Hace tiempo que he dejado de bailar, a mi pesar, al ritmo de la luz natural. El hecho de que las clases que me quedan en la facultad no empiezan hasta mediados de febrero (con lo cual nadie me va a castigar si no madrugo), en combinación con el café que tengo por costumbre tomar a golpe de las seis de la tarde, hace que me haya convertido en un híbrido entre lechuza y marmota sin llegar a ser ninguna de las dos: no consigo conciliar el sueño hasta pasadas las 3 de la mañana (a veces, bien pasadas), lo cual implica que me despierte como a las 11, cuando la gente normal ya ha desayunado, sacado al perro, hecho footing, se ha pegao la ducha y por lo general lleva un buen rato trabajando -o mirando páginas guarras- en la oficina. Y esto, que parece una tontería, tiene sus consecuencias: mi despertador biológico, que es mi madre cuando le sube la mala leche (siempre funciona, eso sí) opina que soy una rémora (literalmente); y además uno se siente mal, oye, que el tiempo es más aprovechable por las mañanas que por las noches, cuando no puedes hacer ruido porque hay que dejar que la gente formal sueñe con sus tonterías.

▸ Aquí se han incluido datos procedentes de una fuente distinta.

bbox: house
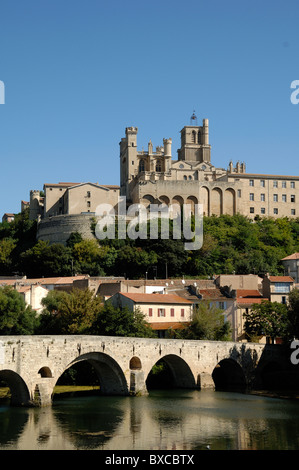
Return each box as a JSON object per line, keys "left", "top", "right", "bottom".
{"left": 281, "top": 253, "right": 299, "bottom": 283}
{"left": 2, "top": 213, "right": 15, "bottom": 223}
{"left": 108, "top": 292, "right": 193, "bottom": 337}
{"left": 231, "top": 289, "right": 264, "bottom": 342}
{"left": 17, "top": 284, "right": 49, "bottom": 313}
{"left": 262, "top": 274, "right": 295, "bottom": 304}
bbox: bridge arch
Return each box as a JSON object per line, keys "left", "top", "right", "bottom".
{"left": 130, "top": 356, "right": 142, "bottom": 370}
{"left": 212, "top": 358, "right": 246, "bottom": 392}
{"left": 38, "top": 366, "right": 53, "bottom": 378}
{"left": 146, "top": 354, "right": 197, "bottom": 390}
{"left": 56, "top": 352, "right": 129, "bottom": 397}
{"left": 0, "top": 369, "right": 31, "bottom": 406}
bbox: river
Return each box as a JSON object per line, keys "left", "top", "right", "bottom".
{"left": 1, "top": 389, "right": 299, "bottom": 451}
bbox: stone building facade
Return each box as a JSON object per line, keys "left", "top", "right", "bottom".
{"left": 119, "top": 116, "right": 299, "bottom": 219}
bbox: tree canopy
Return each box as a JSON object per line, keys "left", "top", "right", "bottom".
{"left": 178, "top": 301, "right": 231, "bottom": 341}
{"left": 1, "top": 212, "right": 298, "bottom": 279}
{"left": 0, "top": 286, "right": 39, "bottom": 334}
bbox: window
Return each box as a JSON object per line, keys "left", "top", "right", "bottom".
{"left": 273, "top": 194, "right": 278, "bottom": 202}
{"left": 238, "top": 189, "right": 242, "bottom": 197}
{"left": 291, "top": 209, "right": 296, "bottom": 215}
{"left": 250, "top": 207, "right": 255, "bottom": 213}
{"left": 282, "top": 181, "right": 287, "bottom": 188}
{"left": 261, "top": 207, "right": 266, "bottom": 214}
{"left": 87, "top": 191, "right": 91, "bottom": 198}
{"left": 274, "top": 282, "right": 290, "bottom": 293}
{"left": 291, "top": 181, "right": 295, "bottom": 189}
{"left": 158, "top": 308, "right": 165, "bottom": 317}
{"left": 260, "top": 180, "right": 265, "bottom": 187}
{"left": 282, "top": 296, "right": 287, "bottom": 304}
{"left": 291, "top": 195, "right": 296, "bottom": 202}
{"left": 149, "top": 308, "right": 153, "bottom": 317}
{"left": 170, "top": 308, "right": 174, "bottom": 317}
{"left": 250, "top": 193, "right": 254, "bottom": 201}
{"left": 261, "top": 193, "right": 265, "bottom": 201}
{"left": 156, "top": 161, "right": 162, "bottom": 172}
{"left": 87, "top": 201, "right": 91, "bottom": 208}
{"left": 274, "top": 208, "right": 278, "bottom": 214}
{"left": 139, "top": 160, "right": 145, "bottom": 172}
{"left": 282, "top": 194, "right": 287, "bottom": 202}
{"left": 181, "top": 309, "right": 185, "bottom": 317}
{"left": 273, "top": 181, "right": 278, "bottom": 188}
{"left": 249, "top": 180, "right": 254, "bottom": 186}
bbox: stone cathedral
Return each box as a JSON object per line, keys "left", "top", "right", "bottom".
{"left": 27, "top": 113, "right": 299, "bottom": 244}
{"left": 120, "top": 114, "right": 298, "bottom": 219}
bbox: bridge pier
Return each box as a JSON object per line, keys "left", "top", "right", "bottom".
{"left": 32, "top": 381, "right": 54, "bottom": 407}
{"left": 198, "top": 372, "right": 215, "bottom": 390}
{"left": 129, "top": 370, "right": 148, "bottom": 396}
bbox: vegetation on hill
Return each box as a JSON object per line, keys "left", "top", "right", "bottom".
{"left": 0, "top": 210, "right": 299, "bottom": 341}
{"left": 0, "top": 210, "right": 298, "bottom": 279}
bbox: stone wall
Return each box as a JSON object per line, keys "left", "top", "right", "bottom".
{"left": 36, "top": 214, "right": 98, "bottom": 245}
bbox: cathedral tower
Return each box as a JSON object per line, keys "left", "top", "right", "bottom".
{"left": 177, "top": 114, "right": 211, "bottom": 163}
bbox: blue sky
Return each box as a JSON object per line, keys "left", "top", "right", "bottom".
{"left": 0, "top": 0, "right": 298, "bottom": 218}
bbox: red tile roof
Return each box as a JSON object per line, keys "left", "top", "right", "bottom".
{"left": 281, "top": 253, "right": 299, "bottom": 260}
{"left": 268, "top": 276, "right": 294, "bottom": 282}
{"left": 149, "top": 322, "right": 190, "bottom": 330}
{"left": 235, "top": 289, "right": 262, "bottom": 298}
{"left": 237, "top": 298, "right": 265, "bottom": 306}
{"left": 120, "top": 292, "right": 193, "bottom": 304}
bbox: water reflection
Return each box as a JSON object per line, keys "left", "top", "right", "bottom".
{"left": 1, "top": 390, "right": 299, "bottom": 450}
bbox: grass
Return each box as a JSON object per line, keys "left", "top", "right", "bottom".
{"left": 0, "top": 385, "right": 100, "bottom": 400}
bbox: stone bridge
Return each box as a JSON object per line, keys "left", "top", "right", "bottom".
{"left": 0, "top": 335, "right": 287, "bottom": 407}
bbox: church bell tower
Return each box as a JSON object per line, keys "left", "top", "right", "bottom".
{"left": 177, "top": 112, "right": 211, "bottom": 163}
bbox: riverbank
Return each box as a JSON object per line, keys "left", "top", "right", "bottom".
{"left": 0, "top": 385, "right": 100, "bottom": 400}
{"left": 249, "top": 390, "right": 299, "bottom": 400}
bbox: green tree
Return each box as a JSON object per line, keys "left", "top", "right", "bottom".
{"left": 20, "top": 240, "right": 73, "bottom": 277}
{"left": 180, "top": 301, "right": 231, "bottom": 341}
{"left": 286, "top": 289, "right": 299, "bottom": 340}
{"left": 39, "top": 288, "right": 103, "bottom": 334}
{"left": 244, "top": 300, "right": 288, "bottom": 343}
{"left": 0, "top": 238, "right": 16, "bottom": 274}
{"left": 0, "top": 286, "right": 39, "bottom": 334}
{"left": 90, "top": 303, "right": 156, "bottom": 337}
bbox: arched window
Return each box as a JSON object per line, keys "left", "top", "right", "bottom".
{"left": 139, "top": 160, "right": 145, "bottom": 172}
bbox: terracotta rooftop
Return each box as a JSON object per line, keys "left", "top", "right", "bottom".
{"left": 237, "top": 298, "right": 265, "bottom": 306}
{"left": 235, "top": 289, "right": 262, "bottom": 298}
{"left": 0, "top": 275, "right": 88, "bottom": 286}
{"left": 281, "top": 253, "right": 299, "bottom": 260}
{"left": 268, "top": 276, "right": 294, "bottom": 283}
{"left": 119, "top": 292, "right": 193, "bottom": 304}
{"left": 149, "top": 322, "right": 190, "bottom": 330}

Así que hoy, y lo declaro pública y blóguicamente, voy a intentar acortar ese desfase horario que me tortura la mente y anquilosa el cuerpo (más), aunque me temo que eso pasa por cansarme de alguna manera (me han dicho que hay una cosa que se llama "deporte", espero que no sean pastillas que me sientan fatal al estómago) y cambiar el café por el colacao para estar a la 1 en la cama como mucho, y mañana levantarme a una hora normal, y aguantar todo el día sin dormirme y sin café que valga.
Madruguen, madruguen, que como dice el refrán, "al que madruga le da tiempo a más cosas", o algo así era. Abrazos de mediodía.